ADR-006: Observability with Grafana, Loki, and Promtail
Status: Accepted Date: 2026-02-28 Decision Makers: Human + AI Prompted By: ADR-005 provisions a K3s cluster hosting multiple sites. Need infrastructure observability (log aggregation, dashboards, alerting) and a single pane of glass that also surfaces web analytics from the Umami instance established in ADR-003.
Context
Section titled “Context”The K3s cluster from ADR-005 will run three static sites (kevinryan.io, sddbook.com, aiimmigrants.com), the Umami analytics stack from ADR-003, and the observability workloads defined here. All of this runs on a single Azure Spot B2ms VM (8 GB RAM).

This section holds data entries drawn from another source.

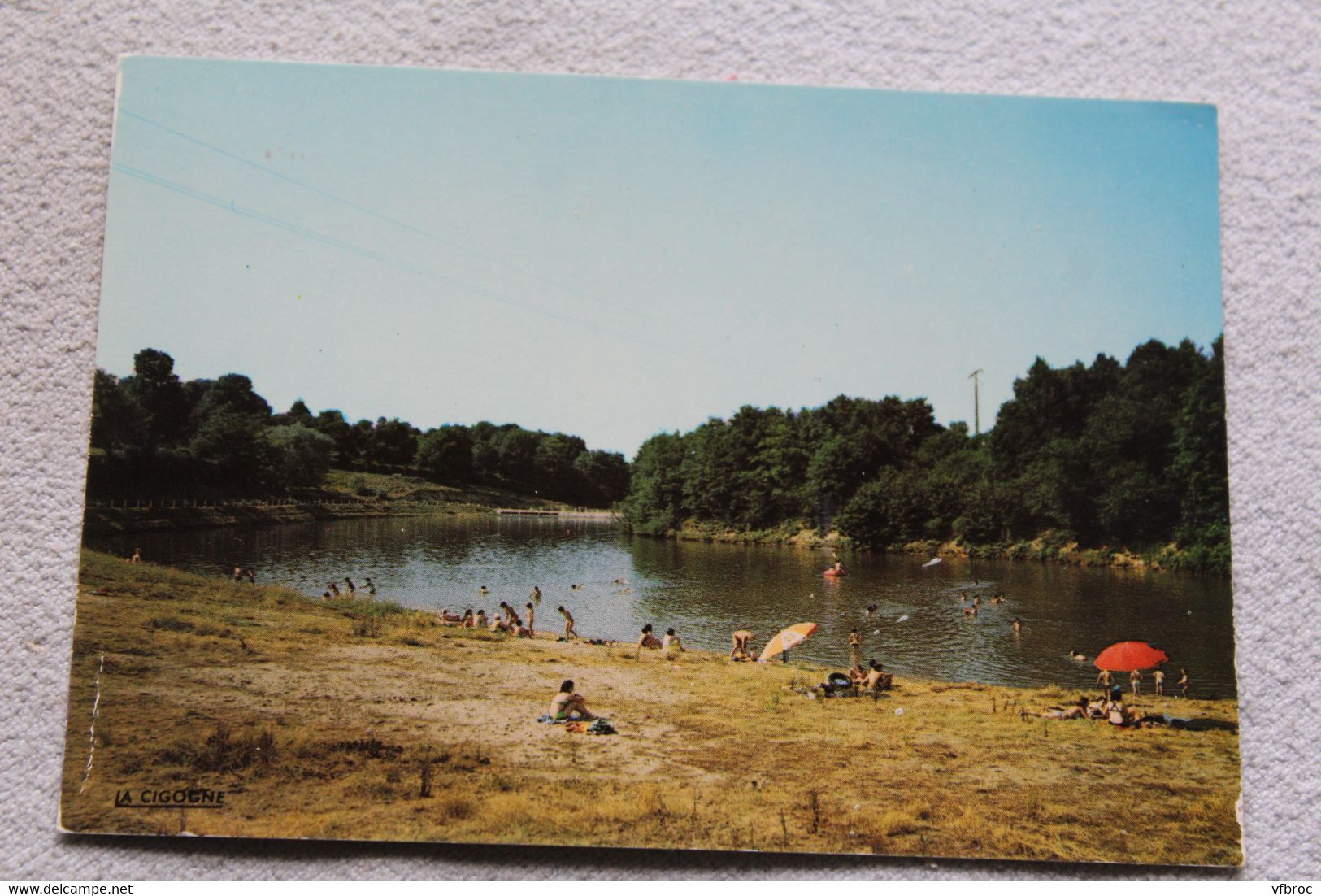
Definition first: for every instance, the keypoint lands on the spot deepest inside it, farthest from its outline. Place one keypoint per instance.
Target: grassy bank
(1048, 547)
(353, 496)
(352, 720)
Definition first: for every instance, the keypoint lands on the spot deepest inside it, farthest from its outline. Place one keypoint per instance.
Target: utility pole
(976, 402)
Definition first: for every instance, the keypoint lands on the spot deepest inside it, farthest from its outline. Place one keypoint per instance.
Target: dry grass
(424, 733)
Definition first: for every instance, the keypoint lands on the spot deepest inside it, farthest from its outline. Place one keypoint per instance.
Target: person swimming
(568, 623)
(741, 642)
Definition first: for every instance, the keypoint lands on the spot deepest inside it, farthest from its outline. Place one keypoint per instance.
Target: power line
(358, 250)
(378, 215)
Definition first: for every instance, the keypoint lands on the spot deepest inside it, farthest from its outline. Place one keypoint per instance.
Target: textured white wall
(1257, 59)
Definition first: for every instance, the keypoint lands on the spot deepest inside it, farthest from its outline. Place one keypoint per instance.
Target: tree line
(1114, 455)
(154, 435)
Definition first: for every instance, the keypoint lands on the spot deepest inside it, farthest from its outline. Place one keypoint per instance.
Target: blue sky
(615, 258)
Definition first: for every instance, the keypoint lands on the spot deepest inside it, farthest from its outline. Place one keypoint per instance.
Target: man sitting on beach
(876, 677)
(567, 703)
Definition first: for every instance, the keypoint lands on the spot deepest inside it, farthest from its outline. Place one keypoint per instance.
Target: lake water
(706, 591)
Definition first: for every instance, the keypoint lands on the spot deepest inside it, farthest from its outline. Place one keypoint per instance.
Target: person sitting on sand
(568, 623)
(876, 677)
(567, 705)
(743, 640)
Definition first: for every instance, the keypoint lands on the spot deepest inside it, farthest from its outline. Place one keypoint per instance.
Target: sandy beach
(365, 720)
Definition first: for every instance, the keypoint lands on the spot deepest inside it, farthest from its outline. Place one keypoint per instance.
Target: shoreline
(1040, 550)
(366, 720)
(120, 521)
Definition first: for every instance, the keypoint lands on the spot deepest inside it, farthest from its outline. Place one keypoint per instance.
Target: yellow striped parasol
(790, 637)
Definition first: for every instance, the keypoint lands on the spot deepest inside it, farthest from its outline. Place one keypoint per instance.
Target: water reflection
(706, 591)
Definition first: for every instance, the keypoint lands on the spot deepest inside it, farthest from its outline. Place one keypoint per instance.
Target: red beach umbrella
(1128, 655)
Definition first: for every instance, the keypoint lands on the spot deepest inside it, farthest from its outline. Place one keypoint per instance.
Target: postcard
(488, 458)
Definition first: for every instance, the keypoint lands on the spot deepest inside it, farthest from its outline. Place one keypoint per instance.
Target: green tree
(445, 455)
(300, 456)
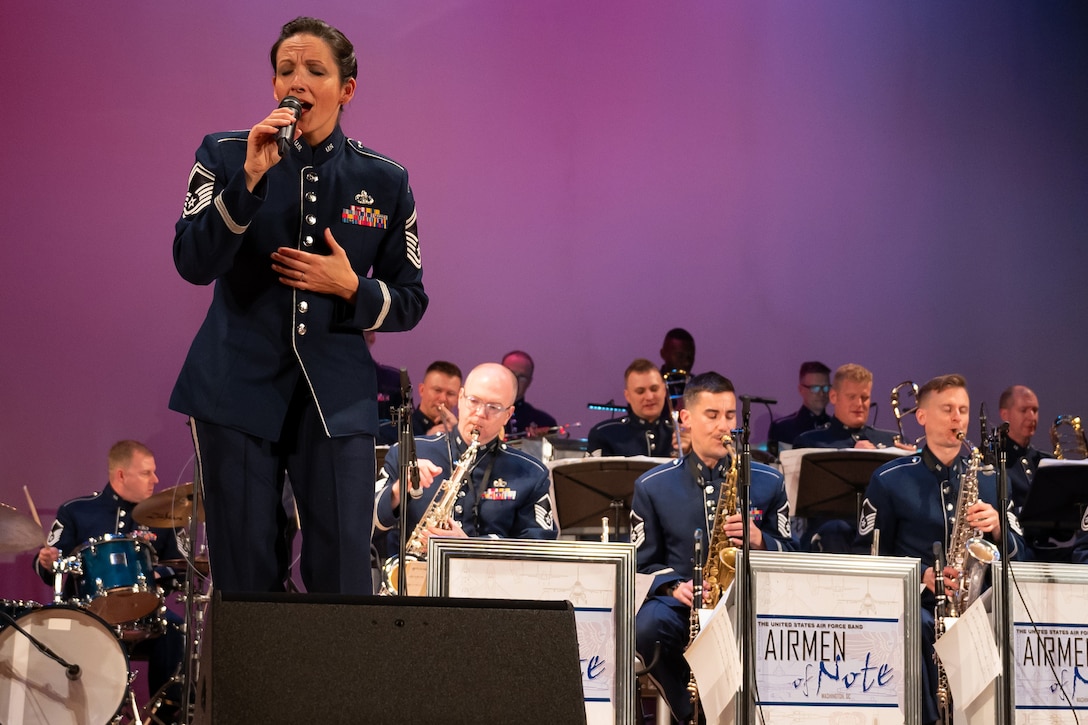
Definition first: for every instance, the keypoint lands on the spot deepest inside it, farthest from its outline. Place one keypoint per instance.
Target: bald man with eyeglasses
(507, 492)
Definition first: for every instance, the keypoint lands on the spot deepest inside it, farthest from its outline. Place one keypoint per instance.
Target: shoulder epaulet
(362, 150)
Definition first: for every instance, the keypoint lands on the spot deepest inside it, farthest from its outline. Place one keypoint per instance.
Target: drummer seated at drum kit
(110, 558)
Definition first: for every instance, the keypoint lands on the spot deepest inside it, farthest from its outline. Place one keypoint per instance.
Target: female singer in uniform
(309, 243)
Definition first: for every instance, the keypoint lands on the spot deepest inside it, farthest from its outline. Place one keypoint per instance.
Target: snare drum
(35, 689)
(15, 609)
(116, 579)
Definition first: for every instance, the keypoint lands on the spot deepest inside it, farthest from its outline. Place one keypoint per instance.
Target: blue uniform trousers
(332, 479)
(666, 619)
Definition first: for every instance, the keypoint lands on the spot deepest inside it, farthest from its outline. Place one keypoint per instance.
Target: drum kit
(66, 662)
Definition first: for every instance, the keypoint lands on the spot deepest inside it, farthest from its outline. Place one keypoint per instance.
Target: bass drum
(35, 689)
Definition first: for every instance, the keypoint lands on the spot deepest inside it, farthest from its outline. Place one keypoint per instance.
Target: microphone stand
(408, 469)
(744, 603)
(998, 440)
(73, 670)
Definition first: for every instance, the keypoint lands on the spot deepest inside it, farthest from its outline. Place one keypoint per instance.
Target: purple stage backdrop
(902, 185)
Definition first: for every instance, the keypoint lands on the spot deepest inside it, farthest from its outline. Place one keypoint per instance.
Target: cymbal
(168, 508)
(200, 564)
(19, 532)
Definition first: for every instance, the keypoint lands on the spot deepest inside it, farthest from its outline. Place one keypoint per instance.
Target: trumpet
(901, 413)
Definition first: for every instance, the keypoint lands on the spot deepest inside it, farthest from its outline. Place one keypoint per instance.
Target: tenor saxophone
(720, 566)
(436, 515)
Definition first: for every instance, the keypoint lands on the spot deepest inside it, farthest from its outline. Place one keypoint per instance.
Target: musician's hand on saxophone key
(951, 579)
(734, 529)
(683, 592)
(984, 517)
(428, 471)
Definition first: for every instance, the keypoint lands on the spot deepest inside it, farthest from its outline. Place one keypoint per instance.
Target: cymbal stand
(408, 469)
(195, 600)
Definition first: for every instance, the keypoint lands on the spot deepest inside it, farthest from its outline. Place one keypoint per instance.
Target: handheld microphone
(286, 134)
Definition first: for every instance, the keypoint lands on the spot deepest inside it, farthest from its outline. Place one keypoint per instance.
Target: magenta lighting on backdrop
(898, 185)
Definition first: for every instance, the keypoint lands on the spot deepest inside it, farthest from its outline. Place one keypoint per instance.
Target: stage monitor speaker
(272, 659)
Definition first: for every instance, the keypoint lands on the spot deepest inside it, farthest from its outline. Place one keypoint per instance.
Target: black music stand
(589, 489)
(1058, 498)
(831, 483)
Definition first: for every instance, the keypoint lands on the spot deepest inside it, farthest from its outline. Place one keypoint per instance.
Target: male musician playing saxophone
(912, 501)
(507, 492)
(646, 429)
(670, 503)
(851, 395)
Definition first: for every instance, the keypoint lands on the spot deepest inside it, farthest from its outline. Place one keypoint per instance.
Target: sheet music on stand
(833, 479)
(1058, 496)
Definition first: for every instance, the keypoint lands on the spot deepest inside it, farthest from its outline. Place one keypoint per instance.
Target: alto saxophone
(968, 552)
(436, 515)
(720, 566)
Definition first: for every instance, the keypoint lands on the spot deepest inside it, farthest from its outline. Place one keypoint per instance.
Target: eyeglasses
(490, 409)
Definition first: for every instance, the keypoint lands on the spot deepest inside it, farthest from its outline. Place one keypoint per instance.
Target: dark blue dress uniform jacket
(671, 501)
(506, 495)
(912, 505)
(93, 517)
(632, 435)
(259, 335)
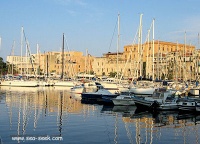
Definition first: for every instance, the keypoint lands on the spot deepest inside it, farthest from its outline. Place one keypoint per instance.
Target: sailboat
(111, 84)
(62, 82)
(19, 82)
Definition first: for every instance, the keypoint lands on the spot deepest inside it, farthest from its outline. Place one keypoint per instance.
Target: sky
(92, 24)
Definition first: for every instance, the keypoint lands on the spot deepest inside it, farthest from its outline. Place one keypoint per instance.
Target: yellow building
(51, 63)
(135, 62)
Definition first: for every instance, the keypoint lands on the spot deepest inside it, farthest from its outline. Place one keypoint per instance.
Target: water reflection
(57, 112)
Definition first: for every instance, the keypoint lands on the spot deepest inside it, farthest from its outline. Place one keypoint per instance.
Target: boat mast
(13, 54)
(0, 43)
(153, 49)
(140, 45)
(62, 74)
(22, 30)
(118, 40)
(147, 63)
(185, 71)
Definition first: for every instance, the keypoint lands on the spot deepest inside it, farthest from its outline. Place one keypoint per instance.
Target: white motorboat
(187, 104)
(160, 100)
(142, 90)
(78, 89)
(65, 83)
(123, 100)
(101, 95)
(19, 83)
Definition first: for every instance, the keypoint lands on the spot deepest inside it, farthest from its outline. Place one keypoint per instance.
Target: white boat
(101, 95)
(160, 100)
(78, 89)
(64, 83)
(90, 86)
(187, 104)
(194, 91)
(197, 107)
(19, 83)
(123, 100)
(142, 90)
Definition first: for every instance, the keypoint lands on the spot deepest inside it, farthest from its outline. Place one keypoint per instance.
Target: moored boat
(123, 100)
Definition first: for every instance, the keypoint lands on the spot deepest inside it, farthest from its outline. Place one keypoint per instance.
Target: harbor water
(55, 115)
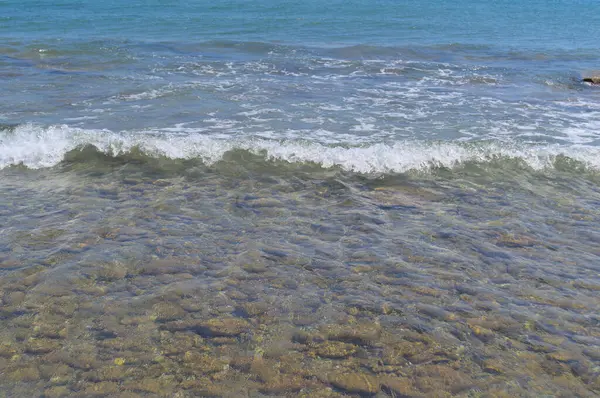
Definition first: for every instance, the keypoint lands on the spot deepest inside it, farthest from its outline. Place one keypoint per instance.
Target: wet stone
(355, 383)
(24, 374)
(205, 363)
(335, 349)
(222, 327)
(7, 350)
(102, 388)
(164, 312)
(362, 334)
(399, 387)
(41, 346)
(57, 392)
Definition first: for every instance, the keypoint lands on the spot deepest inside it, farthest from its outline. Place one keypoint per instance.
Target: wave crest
(40, 147)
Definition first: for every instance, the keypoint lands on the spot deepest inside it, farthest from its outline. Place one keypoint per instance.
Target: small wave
(39, 147)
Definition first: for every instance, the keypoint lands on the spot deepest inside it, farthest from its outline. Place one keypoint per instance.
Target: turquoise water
(318, 199)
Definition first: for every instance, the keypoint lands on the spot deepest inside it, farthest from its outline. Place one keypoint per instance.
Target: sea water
(273, 198)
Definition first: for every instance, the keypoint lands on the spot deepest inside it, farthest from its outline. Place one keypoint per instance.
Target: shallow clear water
(280, 199)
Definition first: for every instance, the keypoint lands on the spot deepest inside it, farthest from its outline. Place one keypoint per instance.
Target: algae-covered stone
(102, 388)
(57, 392)
(363, 334)
(41, 346)
(481, 333)
(283, 384)
(14, 298)
(24, 374)
(562, 356)
(223, 327)
(335, 349)
(355, 383)
(111, 272)
(492, 366)
(255, 308)
(205, 363)
(7, 350)
(165, 312)
(399, 387)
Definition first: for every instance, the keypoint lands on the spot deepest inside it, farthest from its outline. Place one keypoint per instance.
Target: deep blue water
(344, 74)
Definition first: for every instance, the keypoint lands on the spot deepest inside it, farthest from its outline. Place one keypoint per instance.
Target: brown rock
(335, 349)
(357, 383)
(222, 327)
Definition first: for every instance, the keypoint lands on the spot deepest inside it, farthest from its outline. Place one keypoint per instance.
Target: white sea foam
(39, 147)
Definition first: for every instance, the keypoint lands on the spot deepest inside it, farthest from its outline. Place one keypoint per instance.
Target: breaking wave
(36, 147)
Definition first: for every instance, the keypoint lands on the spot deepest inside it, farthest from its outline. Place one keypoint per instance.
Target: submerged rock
(355, 383)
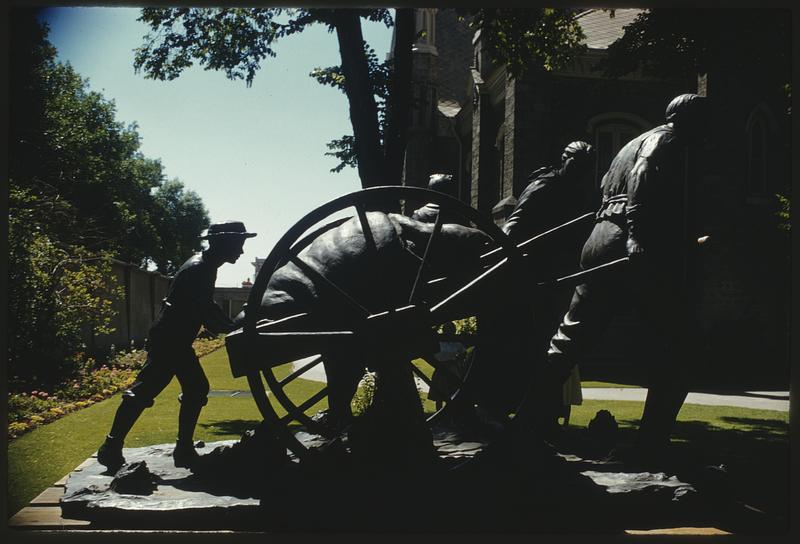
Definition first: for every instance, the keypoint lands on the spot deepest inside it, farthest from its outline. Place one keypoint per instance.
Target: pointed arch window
(610, 132)
(758, 134)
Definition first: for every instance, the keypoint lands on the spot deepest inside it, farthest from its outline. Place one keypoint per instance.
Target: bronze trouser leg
(194, 396)
(151, 380)
(674, 331)
(590, 311)
(343, 373)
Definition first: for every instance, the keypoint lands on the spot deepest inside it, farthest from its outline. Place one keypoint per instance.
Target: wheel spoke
(302, 370)
(365, 228)
(311, 271)
(421, 375)
(311, 401)
(437, 227)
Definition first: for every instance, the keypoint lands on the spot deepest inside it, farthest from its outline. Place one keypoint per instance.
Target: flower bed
(29, 410)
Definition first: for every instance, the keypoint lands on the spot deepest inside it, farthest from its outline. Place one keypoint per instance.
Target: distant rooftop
(601, 29)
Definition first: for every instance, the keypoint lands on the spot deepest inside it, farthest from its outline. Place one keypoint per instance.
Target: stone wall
(136, 308)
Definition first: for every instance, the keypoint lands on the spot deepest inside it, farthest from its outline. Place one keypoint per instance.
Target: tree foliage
(93, 186)
(529, 39)
(237, 40)
(58, 294)
(80, 194)
(683, 42)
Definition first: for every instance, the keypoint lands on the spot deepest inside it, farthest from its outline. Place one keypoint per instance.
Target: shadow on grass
(754, 453)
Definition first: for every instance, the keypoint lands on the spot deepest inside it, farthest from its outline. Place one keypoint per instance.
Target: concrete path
(759, 400)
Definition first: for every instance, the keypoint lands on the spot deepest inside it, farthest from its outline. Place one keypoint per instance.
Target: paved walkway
(759, 400)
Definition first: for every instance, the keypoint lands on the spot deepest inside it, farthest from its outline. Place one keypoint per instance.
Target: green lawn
(738, 436)
(44, 455)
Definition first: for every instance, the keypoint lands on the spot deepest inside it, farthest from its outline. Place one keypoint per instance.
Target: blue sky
(255, 154)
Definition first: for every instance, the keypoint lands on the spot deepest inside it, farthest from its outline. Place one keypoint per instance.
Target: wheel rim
(298, 238)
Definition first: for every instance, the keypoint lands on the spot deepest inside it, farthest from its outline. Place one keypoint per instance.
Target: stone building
(490, 131)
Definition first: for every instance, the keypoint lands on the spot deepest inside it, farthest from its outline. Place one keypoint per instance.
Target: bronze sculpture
(187, 306)
(642, 205)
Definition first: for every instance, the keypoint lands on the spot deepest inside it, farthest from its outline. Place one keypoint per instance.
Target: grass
(46, 454)
(753, 442)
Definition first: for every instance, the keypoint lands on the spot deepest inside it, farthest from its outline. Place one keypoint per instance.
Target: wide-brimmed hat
(228, 229)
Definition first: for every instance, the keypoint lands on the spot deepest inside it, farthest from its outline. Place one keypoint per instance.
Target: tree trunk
(399, 101)
(363, 110)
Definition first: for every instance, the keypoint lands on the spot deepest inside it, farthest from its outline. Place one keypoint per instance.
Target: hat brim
(228, 235)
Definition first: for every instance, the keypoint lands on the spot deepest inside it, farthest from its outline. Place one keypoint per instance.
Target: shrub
(91, 382)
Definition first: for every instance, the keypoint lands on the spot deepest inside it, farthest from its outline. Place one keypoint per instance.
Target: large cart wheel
(432, 303)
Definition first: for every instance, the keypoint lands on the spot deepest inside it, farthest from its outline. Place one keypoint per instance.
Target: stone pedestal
(517, 484)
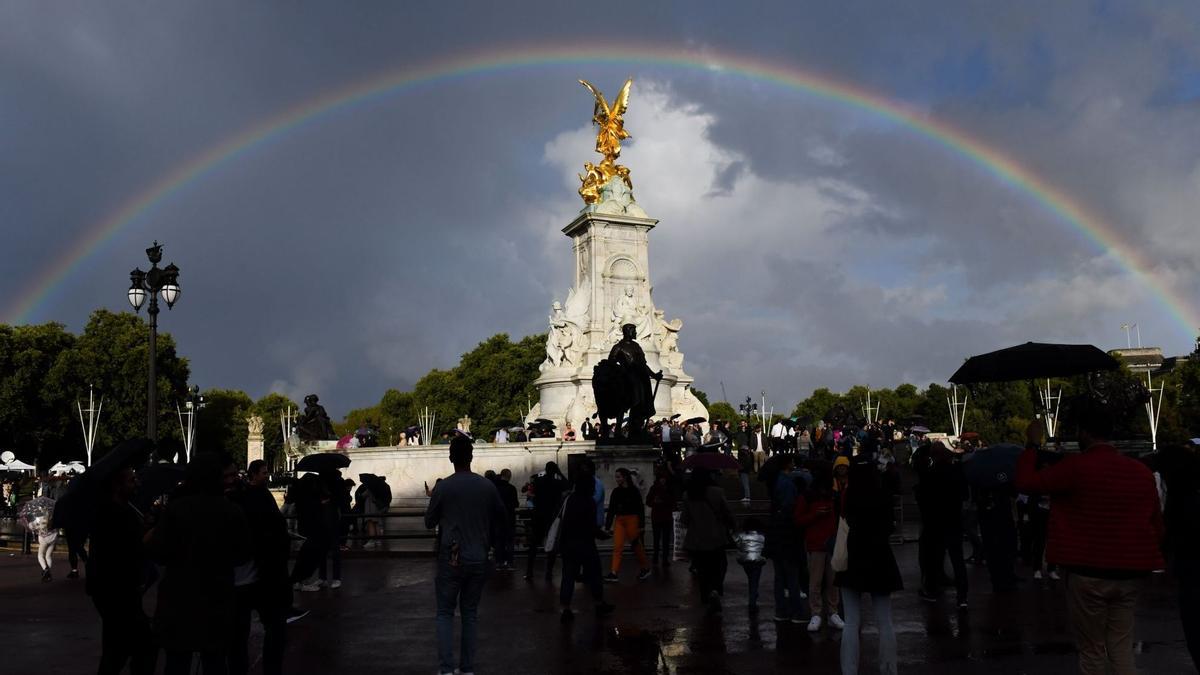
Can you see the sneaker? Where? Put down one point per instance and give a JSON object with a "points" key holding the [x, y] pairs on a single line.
{"points": [[295, 614]]}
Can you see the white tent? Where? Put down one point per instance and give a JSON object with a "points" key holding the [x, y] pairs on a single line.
{"points": [[73, 466], [16, 465]]}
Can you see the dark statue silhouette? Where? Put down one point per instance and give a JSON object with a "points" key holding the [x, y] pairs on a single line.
{"points": [[622, 387], [315, 424]]}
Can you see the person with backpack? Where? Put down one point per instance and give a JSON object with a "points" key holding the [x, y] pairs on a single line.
{"points": [[575, 539], [784, 545], [547, 490], [816, 513], [709, 523], [869, 566]]}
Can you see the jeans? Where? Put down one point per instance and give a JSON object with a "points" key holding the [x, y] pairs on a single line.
{"points": [[1102, 622], [180, 663], [664, 542], [821, 583], [274, 620], [460, 587], [787, 587], [1189, 611], [334, 553], [852, 601], [125, 634], [310, 559], [540, 527], [580, 561], [754, 573], [711, 569]]}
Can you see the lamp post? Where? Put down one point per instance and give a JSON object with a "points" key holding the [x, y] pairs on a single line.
{"points": [[159, 281], [749, 408]]}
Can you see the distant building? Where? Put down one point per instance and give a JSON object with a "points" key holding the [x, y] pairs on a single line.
{"points": [[1149, 359]]}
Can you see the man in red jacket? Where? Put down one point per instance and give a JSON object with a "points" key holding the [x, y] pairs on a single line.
{"points": [[1105, 529]]}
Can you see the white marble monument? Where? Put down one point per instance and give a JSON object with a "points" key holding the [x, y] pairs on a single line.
{"points": [[612, 287]]}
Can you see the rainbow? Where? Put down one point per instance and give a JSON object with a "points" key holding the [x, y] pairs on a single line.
{"points": [[955, 142]]}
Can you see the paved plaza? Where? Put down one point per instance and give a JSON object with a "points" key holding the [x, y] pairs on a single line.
{"points": [[382, 622]]}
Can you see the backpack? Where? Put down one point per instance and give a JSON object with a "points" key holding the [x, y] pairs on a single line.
{"points": [[552, 532]]}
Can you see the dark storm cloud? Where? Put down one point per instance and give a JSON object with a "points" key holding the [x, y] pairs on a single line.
{"points": [[359, 251]]}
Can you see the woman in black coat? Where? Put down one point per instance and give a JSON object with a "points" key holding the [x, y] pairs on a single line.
{"points": [[870, 566]]}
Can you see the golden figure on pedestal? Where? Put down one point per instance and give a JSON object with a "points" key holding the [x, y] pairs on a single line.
{"points": [[612, 131]]}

Today there is no visibility into what’s happening on the cluster. Nginx produces JSON structured access logs (configured in ADR-001), but nobody is collecting, storing, or querying them. When a pod crashes or Traefik misroutes, the only diagnostic path is SSH and kubectl — reactive, not proactive.
The observability stack must answer two questions: “are my containers and ingress healthy?” (infrastructure) and “what traffic patterns do my sites show?” (analytics). ADR-003 already deployed Umami for the second question but in its own dashboard. Consolidating both views into a single tool reduces context-switching and produces a stronger demo for client conversations.
The cluster also serves as a credibility signal for the DevEx/Platform Engineering positioning. A working Grafana instance with real dashboards is demonstrably more compelling than claiming observability experience without artefacts.
Decision Drivers
Section titled “Decision Drivers”- Single pane of glass: One dashboard URL for both infrastructure logs and web analytics, not two separate tools.
- Resource efficiency: Must fit within the remaining memory budget on a single B2ms node alongside K3s system components, three nginx pods, Umami, and PostgreSQL.
- Kubernetes-native log collection: Promtail must pick up container stdout/stderr automatically via the Kubernetes API, not require per-pod configuration.
- Queryable structured logs: Nginx already outputs JSON logs (ADR-001). The log backend must support label-based and JSON-field queries, not just full-text grep.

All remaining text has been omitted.